Making traffic lights

For this worksheet you'll need a breadboard, three LEDs, a button, and the necessary jumper cables and resistors.

Wiring

To get started, you'll need to place all the components on the breadboard and connect them to the appropriate GPIO pins on the Raspberry Pi.

  • First, you need to understand how each component is connected:

    • A push button requires 1 ground pin and 1 GPIO pin
    • An LED requires 1 ground pin and 1 GPIO pin, with a current limiting resistor

    Each component requires its own individual GPIO pin, but components can share a ground pin. We will use the breadboard to enable this.

  • Place the components on the breadboard and connect them to the Raspberry Pi GPIO pins, according to the following diagram:

GPIO diagram

Note that the row along the long side of the breadboard is
connected to a ground pin on the Raspberry Pi, so all the
components in that row (which is used as a ground rail) are hence
connected to ground.
  • Observe the following table, showing which GPIO pin each component is connected to:
Component GPIO pin
Button 21
Red LED 25
Amber LED 8
Green LED 7

Dive into Python

  • Create a new file by clicking New.

  • Save the new file straight away by clicking Save; name the file trafficlights.py.

Traffic lights

You have three LEDs: red, amber, and green. Perfect for traffic lights! There's even a built-in interface for traffic lights in GPIO Zero.

  • Amend the from gpiozero import... line to replace LED with TrafficLights:

    from gpiozero import Button, TrafficLights
    
  • Replace your led = LED(25) line with the following:

    lights = TrafficLights(25, 8, 7)
    

    The TrafficLights interface takes three GPIO pin numbers, one for each pin: red, amber, and green (in that order).

  • Now amend your while loop to control the TrafficLights object:

    while True:
        button.wait_for_press()
        lights.on()
        button.wait_for_release()
        lights.off()
    

    The TrafficLights interface is very similar to that of an individual LED: you can use on, off, and blink, all of which control all three lights at once.

  • Try the blink example:

    while True:
        lights.blink()
        button.wait_for_press()
        lights.off()
        button.wait_for_release()
    

## Extra: Add a buzzer

A buzzer requires 1 ground pin and 1 GPIO pin

The table above will change to:

Component GPIO pin
Button 21
Red LED 25
Amber LED 8
Green LED 7
Buzzer 15

Now you'll add your buzzer to make some noise.

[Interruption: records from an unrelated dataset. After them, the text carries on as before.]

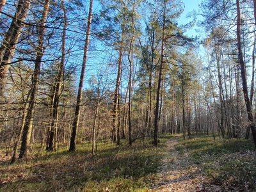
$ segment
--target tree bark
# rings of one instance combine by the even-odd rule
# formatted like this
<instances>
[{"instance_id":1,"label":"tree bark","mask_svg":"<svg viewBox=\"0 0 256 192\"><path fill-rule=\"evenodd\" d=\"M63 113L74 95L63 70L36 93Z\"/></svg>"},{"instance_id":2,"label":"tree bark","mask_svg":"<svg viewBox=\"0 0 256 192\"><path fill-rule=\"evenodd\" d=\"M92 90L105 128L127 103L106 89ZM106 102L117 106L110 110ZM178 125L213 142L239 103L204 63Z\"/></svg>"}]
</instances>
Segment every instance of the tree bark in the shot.
<instances>
[{"instance_id":1,"label":"tree bark","mask_svg":"<svg viewBox=\"0 0 256 192\"><path fill-rule=\"evenodd\" d=\"M254 6L255 7L255 1L253 1ZM244 93L244 99L245 101L245 105L246 106L247 115L248 120L250 122L250 128L252 134L253 138L254 145L256 148L256 125L254 122L254 117L252 111L251 104L249 98L248 88L247 88L247 80L246 75L245 72L245 65L244 63L242 46L241 43L241 14L240 14L240 3L239 0L236 0L236 6L237 11L237 49L238 49L238 57L240 63L240 69L242 77L242 84L243 84L243 92ZM256 18L255 18L256 19ZM256 22L256 20L255 20Z\"/></svg>"},{"instance_id":2,"label":"tree bark","mask_svg":"<svg viewBox=\"0 0 256 192\"><path fill-rule=\"evenodd\" d=\"M84 55L82 63L82 68L80 75L79 79L79 84L78 87L78 93L77 97L76 100L76 111L75 111L75 118L73 122L72 125L72 131L71 134L70 138L70 143L69 146L69 151L74 152L76 151L76 138L77 131L77 127L79 126L79 116L80 116L80 107L81 104L82 100L82 92L83 92L83 82L84 79L84 74L85 74L85 67L86 66L86 61L87 61L87 54L89 49L89 42L90 42L90 36L91 34L91 24L92 20L92 8L93 8L93 0L90 1L90 8L89 8L89 15L88 20L87 22L87 28L86 28L86 36L85 38L84 47Z\"/></svg>"},{"instance_id":3,"label":"tree bark","mask_svg":"<svg viewBox=\"0 0 256 192\"><path fill-rule=\"evenodd\" d=\"M157 92L156 95L156 111L155 111L155 121L154 121L154 141L153 143L155 146L157 146L158 143L158 122L159 122L159 97L160 97L160 90L161 84L162 82L162 70L163 65L164 62L164 44L165 44L165 22L166 22L166 2L164 0L164 10L163 10L163 31L162 31L162 45L161 47L161 61L159 66L159 74L158 77L157 83Z\"/></svg>"},{"instance_id":4,"label":"tree bark","mask_svg":"<svg viewBox=\"0 0 256 192\"><path fill-rule=\"evenodd\" d=\"M6 3L6 0L0 0L0 15L3 10L4 9L5 3Z\"/></svg>"},{"instance_id":5,"label":"tree bark","mask_svg":"<svg viewBox=\"0 0 256 192\"><path fill-rule=\"evenodd\" d=\"M57 140L57 127L58 120L58 108L61 93L62 81L65 70L65 49L66 49L66 29L68 25L67 18L67 12L64 5L63 0L61 0L61 9L63 12L64 25L62 31L62 44L61 44L61 60L58 67L57 76L55 80L55 84L53 88L52 93L52 120L51 124L50 131L48 132L49 140L47 141L46 150L49 151L56 150L56 140Z\"/></svg>"},{"instance_id":6,"label":"tree bark","mask_svg":"<svg viewBox=\"0 0 256 192\"><path fill-rule=\"evenodd\" d=\"M21 30L24 26L24 22L30 7L30 1L19 1L15 15L0 47L0 97L3 96L10 63L13 56Z\"/></svg>"},{"instance_id":7,"label":"tree bark","mask_svg":"<svg viewBox=\"0 0 256 192\"><path fill-rule=\"evenodd\" d=\"M34 73L32 76L32 85L30 94L28 96L28 108L26 116L25 124L23 125L23 134L19 159L22 159L27 152L28 147L30 143L30 138L32 131L33 115L35 112L35 102L36 100L37 91L39 84L39 76L40 73L41 61L44 56L45 47L44 47L44 30L46 19L48 15L49 0L45 0L44 12L40 21L40 26L38 29L38 43L36 47L36 57L35 62Z\"/></svg>"}]
</instances>

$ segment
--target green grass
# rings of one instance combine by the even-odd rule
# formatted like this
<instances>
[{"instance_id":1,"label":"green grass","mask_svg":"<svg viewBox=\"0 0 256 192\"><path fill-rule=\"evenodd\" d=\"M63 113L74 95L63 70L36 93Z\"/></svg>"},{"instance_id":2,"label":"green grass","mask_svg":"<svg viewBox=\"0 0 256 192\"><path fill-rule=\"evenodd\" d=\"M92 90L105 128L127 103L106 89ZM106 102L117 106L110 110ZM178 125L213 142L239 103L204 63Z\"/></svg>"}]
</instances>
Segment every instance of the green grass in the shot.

  • Add TonalBuzzer to the from gpiozero import... line:

    from gpiozero import Button, TrafficLights, TonalBuzzer
    from gpiozero.tones import Tone
    
  • Add a line below your creation of button and lights to add a TonalBuzzer object:

    buzzer = TonalBuzzer(15)
    
  • Try adding a buzzer.play() and buzzer.stop() into your loop:

    while True:
        lights.on()
        buzzer.stop()
        button.wait_for_press()
        lights.off()
        buzzer.play(Tone(200.0))
        button.wait_for_release()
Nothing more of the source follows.